A bored student walks down a hall that contains a row of closed lockers, numbered $1$ to $1024$. He opens the locker numbered 1, and then alternates between skipping and opening each locker thereafter. When he reaches the end of the hall, the student turns around and starts back. He opens the first closed locker he encounters, and then alternates between skipping and opening each closed locker thereafter. The student continues wandering back and forth in this manner until every locker is open. What is the number of the last locker he opens?
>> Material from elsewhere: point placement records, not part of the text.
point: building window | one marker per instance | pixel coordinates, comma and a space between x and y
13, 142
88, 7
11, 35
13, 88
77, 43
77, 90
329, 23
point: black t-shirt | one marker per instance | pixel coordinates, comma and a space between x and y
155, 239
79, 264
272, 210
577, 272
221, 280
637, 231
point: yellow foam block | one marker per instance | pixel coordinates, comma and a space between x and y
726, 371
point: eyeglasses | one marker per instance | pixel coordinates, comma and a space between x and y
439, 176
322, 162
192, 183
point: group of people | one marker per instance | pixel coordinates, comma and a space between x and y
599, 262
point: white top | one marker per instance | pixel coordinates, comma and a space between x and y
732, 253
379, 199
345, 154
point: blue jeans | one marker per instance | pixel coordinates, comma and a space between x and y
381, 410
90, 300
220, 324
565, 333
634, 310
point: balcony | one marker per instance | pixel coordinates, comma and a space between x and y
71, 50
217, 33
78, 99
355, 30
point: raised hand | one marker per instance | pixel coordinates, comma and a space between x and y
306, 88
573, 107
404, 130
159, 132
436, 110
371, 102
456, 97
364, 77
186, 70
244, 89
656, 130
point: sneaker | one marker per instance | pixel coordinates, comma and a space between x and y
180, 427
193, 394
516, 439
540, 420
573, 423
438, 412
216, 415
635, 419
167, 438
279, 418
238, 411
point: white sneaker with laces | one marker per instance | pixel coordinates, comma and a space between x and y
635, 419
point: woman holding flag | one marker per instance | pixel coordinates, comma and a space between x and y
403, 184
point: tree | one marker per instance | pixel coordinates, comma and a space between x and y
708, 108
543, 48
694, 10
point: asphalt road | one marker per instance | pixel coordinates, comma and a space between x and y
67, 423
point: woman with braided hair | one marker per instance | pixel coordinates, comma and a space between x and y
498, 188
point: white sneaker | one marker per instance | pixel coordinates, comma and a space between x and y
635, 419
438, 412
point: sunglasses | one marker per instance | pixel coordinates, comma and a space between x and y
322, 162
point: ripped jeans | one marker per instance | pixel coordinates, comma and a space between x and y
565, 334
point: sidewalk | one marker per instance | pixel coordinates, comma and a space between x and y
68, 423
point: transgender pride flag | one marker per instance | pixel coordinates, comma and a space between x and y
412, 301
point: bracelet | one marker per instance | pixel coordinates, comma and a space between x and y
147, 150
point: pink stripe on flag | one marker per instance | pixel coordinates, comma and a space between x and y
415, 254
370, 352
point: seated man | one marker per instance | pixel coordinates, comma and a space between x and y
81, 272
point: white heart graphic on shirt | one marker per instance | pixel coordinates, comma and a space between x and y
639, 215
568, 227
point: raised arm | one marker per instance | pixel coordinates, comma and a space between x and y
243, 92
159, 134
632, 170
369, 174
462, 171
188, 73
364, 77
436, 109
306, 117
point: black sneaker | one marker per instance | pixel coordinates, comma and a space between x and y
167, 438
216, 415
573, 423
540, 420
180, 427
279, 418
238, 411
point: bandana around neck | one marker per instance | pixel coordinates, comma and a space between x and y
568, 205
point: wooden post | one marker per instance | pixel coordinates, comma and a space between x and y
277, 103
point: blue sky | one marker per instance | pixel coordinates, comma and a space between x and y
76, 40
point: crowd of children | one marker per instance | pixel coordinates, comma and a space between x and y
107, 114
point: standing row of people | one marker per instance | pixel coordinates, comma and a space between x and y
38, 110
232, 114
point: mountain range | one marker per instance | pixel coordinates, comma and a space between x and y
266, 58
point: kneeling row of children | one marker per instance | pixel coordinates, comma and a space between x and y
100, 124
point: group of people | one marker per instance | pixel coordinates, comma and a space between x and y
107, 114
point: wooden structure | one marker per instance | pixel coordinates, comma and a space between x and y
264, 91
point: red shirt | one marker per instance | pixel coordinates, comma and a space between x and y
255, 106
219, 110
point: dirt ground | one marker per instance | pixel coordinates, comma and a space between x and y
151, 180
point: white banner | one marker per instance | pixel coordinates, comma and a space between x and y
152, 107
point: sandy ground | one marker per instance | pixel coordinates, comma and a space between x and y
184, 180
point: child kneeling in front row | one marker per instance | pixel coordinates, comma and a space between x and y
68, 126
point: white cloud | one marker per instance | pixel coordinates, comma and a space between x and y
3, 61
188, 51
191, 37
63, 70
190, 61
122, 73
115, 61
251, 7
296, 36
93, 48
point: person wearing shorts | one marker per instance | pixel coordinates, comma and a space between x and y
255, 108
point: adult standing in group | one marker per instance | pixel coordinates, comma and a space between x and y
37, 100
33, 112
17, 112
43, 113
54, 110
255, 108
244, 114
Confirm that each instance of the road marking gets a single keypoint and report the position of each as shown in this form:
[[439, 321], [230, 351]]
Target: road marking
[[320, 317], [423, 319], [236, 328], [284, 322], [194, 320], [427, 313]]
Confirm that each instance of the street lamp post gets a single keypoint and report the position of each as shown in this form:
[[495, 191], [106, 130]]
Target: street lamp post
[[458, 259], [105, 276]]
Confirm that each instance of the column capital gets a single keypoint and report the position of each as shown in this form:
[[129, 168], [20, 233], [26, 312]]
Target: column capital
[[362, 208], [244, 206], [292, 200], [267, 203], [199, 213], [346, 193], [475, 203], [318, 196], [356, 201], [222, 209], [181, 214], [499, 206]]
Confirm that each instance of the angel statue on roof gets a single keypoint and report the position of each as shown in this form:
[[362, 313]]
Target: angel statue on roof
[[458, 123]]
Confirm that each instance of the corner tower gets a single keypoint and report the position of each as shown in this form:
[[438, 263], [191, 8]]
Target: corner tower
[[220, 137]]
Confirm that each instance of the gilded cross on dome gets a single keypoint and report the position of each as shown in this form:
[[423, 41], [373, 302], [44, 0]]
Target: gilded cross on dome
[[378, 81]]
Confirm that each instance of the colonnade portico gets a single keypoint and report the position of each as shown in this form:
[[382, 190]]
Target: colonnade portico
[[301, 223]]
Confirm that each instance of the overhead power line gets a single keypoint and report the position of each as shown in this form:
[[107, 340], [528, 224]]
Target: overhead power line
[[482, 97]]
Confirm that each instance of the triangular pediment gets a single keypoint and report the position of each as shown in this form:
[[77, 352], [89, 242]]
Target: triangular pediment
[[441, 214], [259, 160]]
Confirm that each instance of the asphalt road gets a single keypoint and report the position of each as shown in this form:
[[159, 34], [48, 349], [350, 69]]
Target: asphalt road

Now the solution given using the recursion is
We can also solve this with recursion. Let $L_n$ be the last locker he opens given that he started with $2^n$ lockers. Let there be $2^n$ lockers. After he first reaches the end of the hallway, there are $2^{n-1}$ lockers remaining. There is a correspondence between these unopened lockers and if he began with $2^{n-1}$ lockers. The locker $y$ (if he started with $2^{n-1}$ lockers) corresponds to the locker $2^n+2-2y$ (if he started with $2^n$ lockers). It follows that $L_{n} = 2^{n} +2 -2L_{n-1}$ as they are corresponding lockers. We can compute $L_1=2$ and use the recursion to find $L_{10}=\boxed{342}$
There was an another solution but I am more interested in learning the recursion because I am a bit weak at it. In this solution what did the solution mean to say when it is talking about the locker $y$ . It says that there is some sort of correspondence between the unopened lockers which is the part I don't get. Can somebody please explain what it means to say?